CA Grenoble, ch. soc., 25 janvier 2006, n° 05-04804

GRENOBLE

Arrêt

Confirmation

PARTIES

Demandeur :

BRP France (Sté)

Défendeur :

Lamouille, Delhome, Legoube, Blanc, Girard, Thiébaud, Daramsy, Bollon, Martin, Chassande-Mottin, Sainturat, Faure, Terrier, Berest, Everset (SA)

COMPOSITION DE LA JURIDICTION

Président de chambre :

M. Delpeuch

Conseillers :

MM. Vigny, Pierre

Avocats :

Mes Maazouz, Boulloud, Marmond

Cons. prud'h. Grenoble, du 16 nov. 2005

16 novembre 2005

LA COUR statue sur l'appel interjeté le 23/11/2005 par la SA BRP France à l'encontre d'une ordonnance de référé rendue le 16 novembre 2005 par le Conseil de prud'hommes de Grenoble dans la procédure qui l'opposait à M. Lamouille, M. Delhome, Mme Legoube, M. Blanc, Mme Girard, Mme Thiébaud, Mme Daramsy, M. Bollon, M. Martin, M. Chassande-Mottin, M. Terrier, M. Sainturat, M. Faure et M. Berest.

Cette ordonnance notifiée le 22/11/2005 a:

- constaté l'existence d'un trouble manifestement illicite préjudiciant aux intérêts des salariés,

- dit que la société BRP France doit être considérée comme le nouvel employeur des salariés en application des dispositions de l'article L. 122-12 du Code du travail, en conséquence,

- ordonné la poursuite des contrats de travail respectifs, à compter du 1er octobre sous astreinte de 100 euro par jour de retard, de M. Lamouille, M. Delhome, Mme Legoube, M. Blanc, Mme Girard, Mme Thiébaud, Mme Daramsy, M. Bollon, M. Martin, M. Chassande-Mottin, M. Terrier, M. Sainturat, M. Faure et M. Berest par la société BRP France,

- s'est réservé la liquidation de l'astreinte qui commencera à courir dès la notification de l'ordonnance,

- condamné la société BRP France à verser à chacun des salariés:

* 1 500 euro à titre de dommages et intérêts pour attitude abusive et injustifiée,

* 1 000 euro en application des dispositions de l'article 700 du nouveau Code de procédure civile,

- condamné la société BRP France aux dépens.

Exposé des faits

La société canadienne Bombardier Recreational Products a [décidé] dans les années 80 de confier à la société Everset la distribution de ses produits sur le marché français.

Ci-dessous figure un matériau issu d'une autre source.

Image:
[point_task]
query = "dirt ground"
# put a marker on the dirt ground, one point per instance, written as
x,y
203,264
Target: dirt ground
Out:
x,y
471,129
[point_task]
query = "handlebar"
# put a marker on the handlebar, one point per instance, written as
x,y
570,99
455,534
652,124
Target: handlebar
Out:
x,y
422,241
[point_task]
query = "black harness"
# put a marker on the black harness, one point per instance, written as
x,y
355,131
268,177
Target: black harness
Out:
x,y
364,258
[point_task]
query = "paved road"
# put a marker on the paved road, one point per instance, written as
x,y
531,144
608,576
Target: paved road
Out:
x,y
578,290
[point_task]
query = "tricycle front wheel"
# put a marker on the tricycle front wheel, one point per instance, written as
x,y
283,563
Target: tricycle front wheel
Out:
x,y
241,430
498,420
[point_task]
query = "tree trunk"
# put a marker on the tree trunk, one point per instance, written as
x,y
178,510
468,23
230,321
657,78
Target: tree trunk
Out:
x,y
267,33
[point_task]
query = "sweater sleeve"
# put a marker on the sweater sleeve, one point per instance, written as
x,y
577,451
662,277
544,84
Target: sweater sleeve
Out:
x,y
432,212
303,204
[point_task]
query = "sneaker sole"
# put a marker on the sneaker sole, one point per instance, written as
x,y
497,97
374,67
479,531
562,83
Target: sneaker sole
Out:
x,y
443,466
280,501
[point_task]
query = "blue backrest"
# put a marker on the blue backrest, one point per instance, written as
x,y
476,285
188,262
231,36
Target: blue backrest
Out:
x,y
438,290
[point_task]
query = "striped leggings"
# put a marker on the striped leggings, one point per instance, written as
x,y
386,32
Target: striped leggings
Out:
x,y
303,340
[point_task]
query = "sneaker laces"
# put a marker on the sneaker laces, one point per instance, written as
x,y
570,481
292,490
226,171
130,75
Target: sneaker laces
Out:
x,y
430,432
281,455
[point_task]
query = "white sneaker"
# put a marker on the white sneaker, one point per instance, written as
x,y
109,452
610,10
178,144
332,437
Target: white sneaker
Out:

La société Everset emploie 19 salariés dont 17 étaient exclusivement affectés à l'exécution du contrat liant les deux sociétés, la totalité du chiffre d'affaire de la société Everset étant réalisé avec la vente des produits Bombardier.

Le 28 septembre 2004, la société Bombardier Recreational Products annonçait par courrier à la société Everset sa décision de distribuer directement, vendre et mettre sur le marché ses produits en qualité de distributeur exclusif à compter du 1er octobre 2005.

La société Everset initia au mois d'avril 2005 une procédure de licenciement pour motif économique à l'encontre des 17 salariés concernés par la décision de la société Bombardier Recreational Products.

La société Bombardier Recreational Products créait la société BRP France qui fut inscrite le 31 mai 2005 au greffe du Tribunal de commerce de Paris, société basée à Aix-en-Provence.

Lorsqu'elle appris la création par la société Bombardier Recreational Products de la société BRP France, la société Everset ne donna pas suite aux procédures de licenciement qu'elle avait engagées estimant qu'en application des dispositions de l'article L. 122-12 du Code du travail l'objet des contrats se poursuivant, il appartenait à la société BRP France d'assurer la continuité de leurs contrats de travail.

La société Everset remettait le 26 septembre 2005 en main propre à chacun des salariés une lettre leur précisant qu'à dater du 1er octobre 2005, dans le cadre des dispositions légales, ce serait à la société BRP France qu'incomberait la responsabilité d'assurer la continuité de leurs contrats de travail.

Le 3 octobre l'ensemble des salariés, accompagnés d'un huissier de justice se rendaient au siège de la société BRP France où M. Stoffel Moreau en qualité de directeur leur précisa que la société BRP France n'avait strictement aucune obligation ni responsabilité à l'égard du personnel de la société Everset et qu'ils restaient salariés de cette société.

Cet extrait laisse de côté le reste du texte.